# Bowie's Taming Progress



## Rockband (Sep 29, 2021)

This thread is partially for me to keep track, partially so I can get some advice.
Just learned that Bowie is a female bird but I've gotten so used to thinking of him as male I'm going to stick with he/him

Bowie is over a year old (I assume he's almost 2 but I can't be sure) and he's not even close to tamed. He's not terrified of me but flies away from me if I get too close which I hoped would naturally get better over the year I've had him.
Bowie is my second bird, my first one and his former cage-mate unfortunately died a few days ago which boosted me to get Bowie to trust me. I acknowledge I've never been a patient person but I'm going to actually try and work on this.
As of yesterday Bowie ate from his bowl while I sat outside and talked to him, which definitely doesn't sound like much but I think it's a good step considering how antsy he gets while eating 
I plan to continue to spend some time everyday sitting outside his cage and talking to him in a calm voice with his cage open.
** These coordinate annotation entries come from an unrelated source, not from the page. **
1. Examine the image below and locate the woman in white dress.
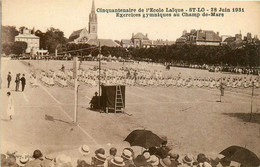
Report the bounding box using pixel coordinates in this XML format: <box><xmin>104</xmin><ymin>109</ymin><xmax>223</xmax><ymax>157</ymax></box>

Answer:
<box><xmin>6</xmin><ymin>92</ymin><xmax>14</xmax><ymax>121</ymax></box>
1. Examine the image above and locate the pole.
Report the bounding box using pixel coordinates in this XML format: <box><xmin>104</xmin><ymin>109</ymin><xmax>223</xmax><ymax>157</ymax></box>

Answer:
<box><xmin>98</xmin><ymin>42</ymin><xmax>101</xmax><ymax>113</ymax></box>
<box><xmin>249</xmin><ymin>81</ymin><xmax>254</xmax><ymax>121</ymax></box>
<box><xmin>73</xmin><ymin>57</ymin><xmax>78</xmax><ymax>123</ymax></box>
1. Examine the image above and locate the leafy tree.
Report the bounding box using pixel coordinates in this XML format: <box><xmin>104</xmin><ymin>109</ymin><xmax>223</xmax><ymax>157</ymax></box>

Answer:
<box><xmin>1</xmin><ymin>26</ymin><xmax>19</xmax><ymax>44</ymax></box>
<box><xmin>44</xmin><ymin>27</ymin><xmax>67</xmax><ymax>53</ymax></box>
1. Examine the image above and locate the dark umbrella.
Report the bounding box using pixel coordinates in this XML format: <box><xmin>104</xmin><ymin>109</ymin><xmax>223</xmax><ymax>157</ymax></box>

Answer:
<box><xmin>220</xmin><ymin>146</ymin><xmax>260</xmax><ymax>166</ymax></box>
<box><xmin>125</xmin><ymin>130</ymin><xmax>163</xmax><ymax>149</ymax></box>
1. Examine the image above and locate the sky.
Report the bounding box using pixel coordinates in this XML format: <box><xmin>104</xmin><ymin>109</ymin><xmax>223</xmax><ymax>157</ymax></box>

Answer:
<box><xmin>2</xmin><ymin>0</ymin><xmax>260</xmax><ymax>41</ymax></box>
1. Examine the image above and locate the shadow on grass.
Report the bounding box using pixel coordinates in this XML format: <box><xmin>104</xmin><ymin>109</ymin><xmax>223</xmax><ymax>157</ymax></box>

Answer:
<box><xmin>223</xmin><ymin>113</ymin><xmax>260</xmax><ymax>124</ymax></box>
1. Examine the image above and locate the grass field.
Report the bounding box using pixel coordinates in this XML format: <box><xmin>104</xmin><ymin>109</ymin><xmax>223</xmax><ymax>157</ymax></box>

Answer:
<box><xmin>1</xmin><ymin>59</ymin><xmax>260</xmax><ymax>162</ymax></box>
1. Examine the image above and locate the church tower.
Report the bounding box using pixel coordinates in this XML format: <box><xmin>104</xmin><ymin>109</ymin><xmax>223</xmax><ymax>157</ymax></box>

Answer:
<box><xmin>88</xmin><ymin>0</ymin><xmax>97</xmax><ymax>39</ymax></box>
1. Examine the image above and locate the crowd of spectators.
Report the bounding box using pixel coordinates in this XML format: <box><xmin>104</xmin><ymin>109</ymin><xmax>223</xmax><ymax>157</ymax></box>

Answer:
<box><xmin>1</xmin><ymin>140</ymin><xmax>248</xmax><ymax>167</ymax></box>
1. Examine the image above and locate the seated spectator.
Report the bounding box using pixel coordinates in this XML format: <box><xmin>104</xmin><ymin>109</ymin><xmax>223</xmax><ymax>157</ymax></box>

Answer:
<box><xmin>134</xmin><ymin>155</ymin><xmax>147</xmax><ymax>167</ymax></box>
<box><xmin>91</xmin><ymin>153</ymin><xmax>106</xmax><ymax>167</ymax></box>
<box><xmin>123</xmin><ymin>148</ymin><xmax>135</xmax><ymax>159</ymax></box>
<box><xmin>182</xmin><ymin>154</ymin><xmax>193</xmax><ymax>166</ymax></box>
<box><xmin>1</xmin><ymin>154</ymin><xmax>7</xmax><ymax>166</ymax></box>
<box><xmin>148</xmin><ymin>147</ymin><xmax>157</xmax><ymax>155</ymax></box>
<box><xmin>197</xmin><ymin>153</ymin><xmax>206</xmax><ymax>167</ymax></box>
<box><xmin>220</xmin><ymin>157</ymin><xmax>231</xmax><ymax>167</ymax></box>
<box><xmin>147</xmin><ymin>155</ymin><xmax>160</xmax><ymax>167</ymax></box>
<box><xmin>168</xmin><ymin>150</ymin><xmax>181</xmax><ymax>165</ymax></box>
<box><xmin>143</xmin><ymin>151</ymin><xmax>151</xmax><ymax>163</ymax></box>
<box><xmin>95</xmin><ymin>148</ymin><xmax>105</xmax><ymax>155</ymax></box>
<box><xmin>107</xmin><ymin>147</ymin><xmax>117</xmax><ymax>166</ymax></box>
<box><xmin>79</xmin><ymin>145</ymin><xmax>90</xmax><ymax>156</ymax></box>
<box><xmin>159</xmin><ymin>157</ymin><xmax>172</xmax><ymax>167</ymax></box>
<box><xmin>41</xmin><ymin>155</ymin><xmax>54</xmax><ymax>167</ymax></box>
<box><xmin>77</xmin><ymin>160</ymin><xmax>91</xmax><ymax>167</ymax></box>
<box><xmin>109</xmin><ymin>157</ymin><xmax>125</xmax><ymax>167</ymax></box>
<box><xmin>6</xmin><ymin>154</ymin><xmax>19</xmax><ymax>167</ymax></box>
<box><xmin>25</xmin><ymin>150</ymin><xmax>43</xmax><ymax>167</ymax></box>
<box><xmin>156</xmin><ymin>136</ymin><xmax>170</xmax><ymax>159</ymax></box>
<box><xmin>17</xmin><ymin>154</ymin><xmax>30</xmax><ymax>167</ymax></box>
<box><xmin>121</xmin><ymin>149</ymin><xmax>134</xmax><ymax>167</ymax></box>
<box><xmin>52</xmin><ymin>155</ymin><xmax>72</xmax><ymax>167</ymax></box>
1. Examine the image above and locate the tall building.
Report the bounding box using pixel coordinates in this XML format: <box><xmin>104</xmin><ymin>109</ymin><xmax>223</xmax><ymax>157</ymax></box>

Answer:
<box><xmin>69</xmin><ymin>0</ymin><xmax>119</xmax><ymax>47</ymax></box>
<box><xmin>88</xmin><ymin>0</ymin><xmax>97</xmax><ymax>39</ymax></box>
<box><xmin>15</xmin><ymin>28</ymin><xmax>40</xmax><ymax>53</ymax></box>
<box><xmin>176</xmin><ymin>29</ymin><xmax>221</xmax><ymax>46</ymax></box>
<box><xmin>121</xmin><ymin>32</ymin><xmax>175</xmax><ymax>48</ymax></box>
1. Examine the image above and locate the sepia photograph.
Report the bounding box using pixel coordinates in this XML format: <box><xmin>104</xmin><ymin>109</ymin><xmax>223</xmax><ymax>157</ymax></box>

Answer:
<box><xmin>0</xmin><ymin>0</ymin><xmax>260</xmax><ymax>167</ymax></box>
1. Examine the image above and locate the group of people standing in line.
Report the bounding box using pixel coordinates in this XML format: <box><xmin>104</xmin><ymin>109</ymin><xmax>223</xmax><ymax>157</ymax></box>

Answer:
<box><xmin>6</xmin><ymin>72</ymin><xmax>26</xmax><ymax>120</ymax></box>
<box><xmin>7</xmin><ymin>72</ymin><xmax>26</xmax><ymax>92</ymax></box>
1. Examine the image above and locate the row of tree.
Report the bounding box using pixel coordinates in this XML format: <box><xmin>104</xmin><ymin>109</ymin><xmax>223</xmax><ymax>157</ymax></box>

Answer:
<box><xmin>62</xmin><ymin>44</ymin><xmax>260</xmax><ymax>66</ymax></box>
<box><xmin>2</xmin><ymin>26</ymin><xmax>260</xmax><ymax>66</ymax></box>
<box><xmin>1</xmin><ymin>26</ymin><xmax>67</xmax><ymax>55</ymax></box>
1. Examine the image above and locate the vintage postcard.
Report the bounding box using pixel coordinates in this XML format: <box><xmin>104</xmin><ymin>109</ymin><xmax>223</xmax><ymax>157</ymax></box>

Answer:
<box><xmin>1</xmin><ymin>0</ymin><xmax>260</xmax><ymax>167</ymax></box>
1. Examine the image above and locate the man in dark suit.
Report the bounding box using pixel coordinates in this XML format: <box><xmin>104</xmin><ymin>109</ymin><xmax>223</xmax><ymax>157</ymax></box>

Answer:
<box><xmin>7</xmin><ymin>72</ymin><xmax>12</xmax><ymax>88</ymax></box>
<box><xmin>15</xmin><ymin>74</ymin><xmax>20</xmax><ymax>91</ymax></box>
<box><xmin>21</xmin><ymin>74</ymin><xmax>26</xmax><ymax>91</ymax></box>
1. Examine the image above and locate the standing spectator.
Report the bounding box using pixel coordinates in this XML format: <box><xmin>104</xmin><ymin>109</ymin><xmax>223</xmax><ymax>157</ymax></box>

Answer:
<box><xmin>21</xmin><ymin>74</ymin><xmax>26</xmax><ymax>91</ymax></box>
<box><xmin>7</xmin><ymin>72</ymin><xmax>12</xmax><ymax>88</ymax></box>
<box><xmin>7</xmin><ymin>92</ymin><xmax>14</xmax><ymax>120</ymax></box>
<box><xmin>15</xmin><ymin>74</ymin><xmax>20</xmax><ymax>92</ymax></box>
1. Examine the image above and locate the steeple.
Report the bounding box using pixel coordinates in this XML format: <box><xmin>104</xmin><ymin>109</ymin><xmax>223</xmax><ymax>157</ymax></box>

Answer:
<box><xmin>89</xmin><ymin>0</ymin><xmax>97</xmax><ymax>23</ymax></box>
<box><xmin>91</xmin><ymin>0</ymin><xmax>96</xmax><ymax>13</ymax></box>
<box><xmin>88</xmin><ymin>0</ymin><xmax>97</xmax><ymax>39</ymax></box>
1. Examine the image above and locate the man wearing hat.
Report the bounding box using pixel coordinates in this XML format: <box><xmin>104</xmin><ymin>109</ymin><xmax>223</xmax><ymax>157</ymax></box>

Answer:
<box><xmin>168</xmin><ymin>150</ymin><xmax>181</xmax><ymax>165</ymax></box>
<box><xmin>109</xmin><ymin>157</ymin><xmax>126</xmax><ymax>167</ymax></box>
<box><xmin>53</xmin><ymin>154</ymin><xmax>72</xmax><ymax>167</ymax></box>
<box><xmin>159</xmin><ymin>157</ymin><xmax>172</xmax><ymax>167</ymax></box>
<box><xmin>16</xmin><ymin>154</ymin><xmax>30</xmax><ymax>167</ymax></box>
<box><xmin>107</xmin><ymin>147</ymin><xmax>117</xmax><ymax>166</ymax></box>
<box><xmin>147</xmin><ymin>155</ymin><xmax>160</xmax><ymax>167</ymax></box>
<box><xmin>156</xmin><ymin>136</ymin><xmax>170</xmax><ymax>159</ymax></box>
<box><xmin>91</xmin><ymin>153</ymin><xmax>106</xmax><ymax>167</ymax></box>
<box><xmin>182</xmin><ymin>154</ymin><xmax>193</xmax><ymax>167</ymax></box>
<box><xmin>41</xmin><ymin>155</ymin><xmax>54</xmax><ymax>167</ymax></box>
<box><xmin>121</xmin><ymin>149</ymin><xmax>134</xmax><ymax>167</ymax></box>
<box><xmin>134</xmin><ymin>155</ymin><xmax>151</xmax><ymax>167</ymax></box>
<box><xmin>25</xmin><ymin>150</ymin><xmax>43</xmax><ymax>167</ymax></box>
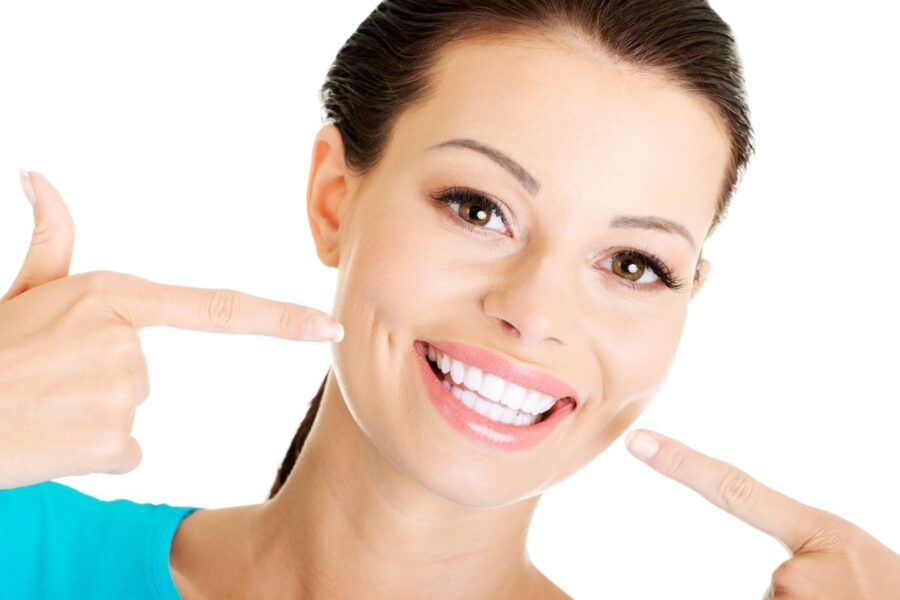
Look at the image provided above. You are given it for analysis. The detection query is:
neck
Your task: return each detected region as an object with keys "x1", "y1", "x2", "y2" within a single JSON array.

I'm not going to actively offer my hand but instead let him get used to me being close. Depending on how he responds in the next week I'll start offering treats.


----------



## Cassie and luna (Jul 30, 2021)

He is handsome 

I am struggling to make progress with my two lady budgies. We are kinda stalled at the eating from my hand stage. I guess I just gotta spend as much time as possible with them which isn't such a hardship


----------



## Rockband (Sep 29, 2021)

Cassie and luna said:


> He is handsome
> 
> I am struggling to make progress with my two lady budgies. We are kinda stalled at the eating from my hand stage. I guess I just gotta spend as much time as possible with them which isn't such a hardship


I totally get it lol
I'd like to spend more time with him but school makes it super difficult
My other boy was easily bribed with food so we got to the point where he'd take treats directly from me but Bowie's always been the stubborn one


----------



## Cassie and luna (Jul 30, 2021)

I work 6 days a week. Out of the house about ten hrs a day. I definitely understand struggling to find time. I just dedicate every evening to my birds. Lucky I finish a few hours earlier on a Saturday so I get a big chunk of time with them then. Plus all Sunday.

Still I think it's not really enough, but I shall persevere, I am determined to give them scritches one day


----------



## Rockband (Sep 29, 2021)

Cassie and luna said:


> I work 6 days a week. Out of the house about ten hrs a day. I definitely understand struggling to find time. I just dedicate every evening to my birds. Lucky I finish a few hours earlier on a Saturday so I get a big chunk of time with them then. Plus all Sunday.
> 
> Still I think it's not really enough, but I shall persevere, I am determined to give them scritches one day


I'm determined to get Bowie to perch on me so I can scare my dad since he's terrified that Bowie will attack him
He won't but the threat is a good bargaining chip


----------



## Cassie and luna (Jul 30, 2021)

Haha I would love to see that


----------



## FaeryBee (May 9, 2011)

*Would you please post a full frontal picture of Bowie taken in natural light. No flash and no direct sunlight. I want to see the color of the cere.
From this picture, it looks very whitish but I'm not sure if that is the light washing it out or the actual color.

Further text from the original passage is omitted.